Decoding Acorn BBC Basic Files
Posted on Sunday, June 23, 2019
During my archeologic expedition into ancient computer stuff, I
encountered a bunch of old BBC BASIC programs I'd written on my Acorn
Archimedes A5000 computer in the early 1990s. For the sake of
reminiscence, I wanted to have a look at them, but was thwarted by the
fact that they are stored in a tokenized format that is not directly
readable. So I did some research on the format and created a
converter...
Format of a BBC BASIC file
First, let's have a look at the structure of the lines in a BBC BASIC file. Each line looks like this:
+------+--------+--------+--------+----------------------------------+
| 0x0D | lno hi | lno lo | length | line data (text and tokens).... |
+------+--------+--------+--------+----------------------------------+
- The first byte of each line is always
0x0D(13) - The second and third bytes are the MSB and LSB of the line number
- The fourth byte is the length of the line data including the four byte preamble of the line
- The rest of the line is the line data consisting of text and tokenized BASIC statements
- A sequence of
0x0D 0xFFat the begin of the line marks the end of the file
Tokens
Detokenizing the line data is pretty straightforward: Tokens are either
one or two byte long and are in the range 0x7F..0xFF. Everything in
the range 0x20..0x7E is treated as normal text.

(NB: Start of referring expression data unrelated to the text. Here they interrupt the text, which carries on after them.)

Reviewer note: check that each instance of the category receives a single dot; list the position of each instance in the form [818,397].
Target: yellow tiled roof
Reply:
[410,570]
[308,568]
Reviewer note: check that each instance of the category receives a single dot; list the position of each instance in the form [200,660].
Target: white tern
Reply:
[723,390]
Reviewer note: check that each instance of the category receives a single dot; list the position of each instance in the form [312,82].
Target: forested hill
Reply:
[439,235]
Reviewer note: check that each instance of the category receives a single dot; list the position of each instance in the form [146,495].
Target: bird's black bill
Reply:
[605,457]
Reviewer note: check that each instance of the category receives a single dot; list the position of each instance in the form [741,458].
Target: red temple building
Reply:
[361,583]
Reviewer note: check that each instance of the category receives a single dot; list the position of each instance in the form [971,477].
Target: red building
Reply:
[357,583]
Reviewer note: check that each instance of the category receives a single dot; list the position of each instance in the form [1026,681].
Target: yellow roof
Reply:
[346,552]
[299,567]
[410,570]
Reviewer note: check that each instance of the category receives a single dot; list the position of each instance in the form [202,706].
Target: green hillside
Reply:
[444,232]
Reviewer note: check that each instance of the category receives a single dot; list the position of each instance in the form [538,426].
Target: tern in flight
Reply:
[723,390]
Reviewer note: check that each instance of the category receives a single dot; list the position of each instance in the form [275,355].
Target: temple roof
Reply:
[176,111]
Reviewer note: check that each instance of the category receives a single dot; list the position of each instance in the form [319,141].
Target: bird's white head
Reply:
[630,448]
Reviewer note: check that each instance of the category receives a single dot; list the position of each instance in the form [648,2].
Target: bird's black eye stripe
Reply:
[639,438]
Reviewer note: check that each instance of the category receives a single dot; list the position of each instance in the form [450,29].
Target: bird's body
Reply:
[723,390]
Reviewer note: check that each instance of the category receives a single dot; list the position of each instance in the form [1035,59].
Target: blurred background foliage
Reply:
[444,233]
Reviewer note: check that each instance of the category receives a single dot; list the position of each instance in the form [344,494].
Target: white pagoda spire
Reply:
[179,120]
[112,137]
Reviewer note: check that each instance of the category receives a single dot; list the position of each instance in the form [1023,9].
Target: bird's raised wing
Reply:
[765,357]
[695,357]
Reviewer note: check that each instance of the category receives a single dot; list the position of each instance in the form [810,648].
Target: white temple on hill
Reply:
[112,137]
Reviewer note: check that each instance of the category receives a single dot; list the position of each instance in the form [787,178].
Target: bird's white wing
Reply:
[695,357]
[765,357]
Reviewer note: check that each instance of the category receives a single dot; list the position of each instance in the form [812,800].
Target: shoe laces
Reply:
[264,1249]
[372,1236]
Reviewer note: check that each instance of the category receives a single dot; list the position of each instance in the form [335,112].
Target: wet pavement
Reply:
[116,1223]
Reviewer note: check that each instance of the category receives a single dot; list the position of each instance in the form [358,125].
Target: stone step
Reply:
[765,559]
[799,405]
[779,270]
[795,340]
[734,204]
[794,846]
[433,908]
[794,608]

0xC6 0xNNis a two-byte function token0xC7 0xNNis a two-byte command token0xC8 0xNNis a two byte statement token- The second byte in a two-byte token is always in the range
0x8E..0xFF 0x8Dintroduces a line reference (see below)- Everything else in the range
0x7F..0xFFis a one-byte token
The list of tokens is included in Appendix B of the BBC BASIC Reference Manual, so it is quite easy to create a decoding table.
Line References
Line references, such as used in GOTO nnnnn or GOSUB nnnnn
statements, are stored in an internal format. The sequence starts with
0x8D, followed by three bytes:
[0x8D] [b0] [b1] [b2]
The line number in a line reference is calculated as follows:
lineno = ((b2 EOR (b0 * 16)) * 256 + (b1 EOR ((b0 * 4) AND 0xC0))) AND 0xFFFF;
Actually, the internal format of line references was not so easy to figure out. I found the decoding algorithm in the RISC OS source code (in the file "s.bastxt"), but I also learned that there is a document on J.G.Harston's website describing it.
Putting it together
After having researched the information above, I created a small program that takes a tokenized BBC BASIC file as its input and translates it into plain text. The program is implemented in C and you can download the source code here.
Conclusion
Although there is no practical use for my old BBC BASIC programs these days, I find it interesting (and sometimes inspiring) to have a look at the stuff I created almost 30 years ago. To achive this goal, it would most certainly have been easier to just use an emulation, but researching an old file format and building a tool to read it are the most fun in digital archeology.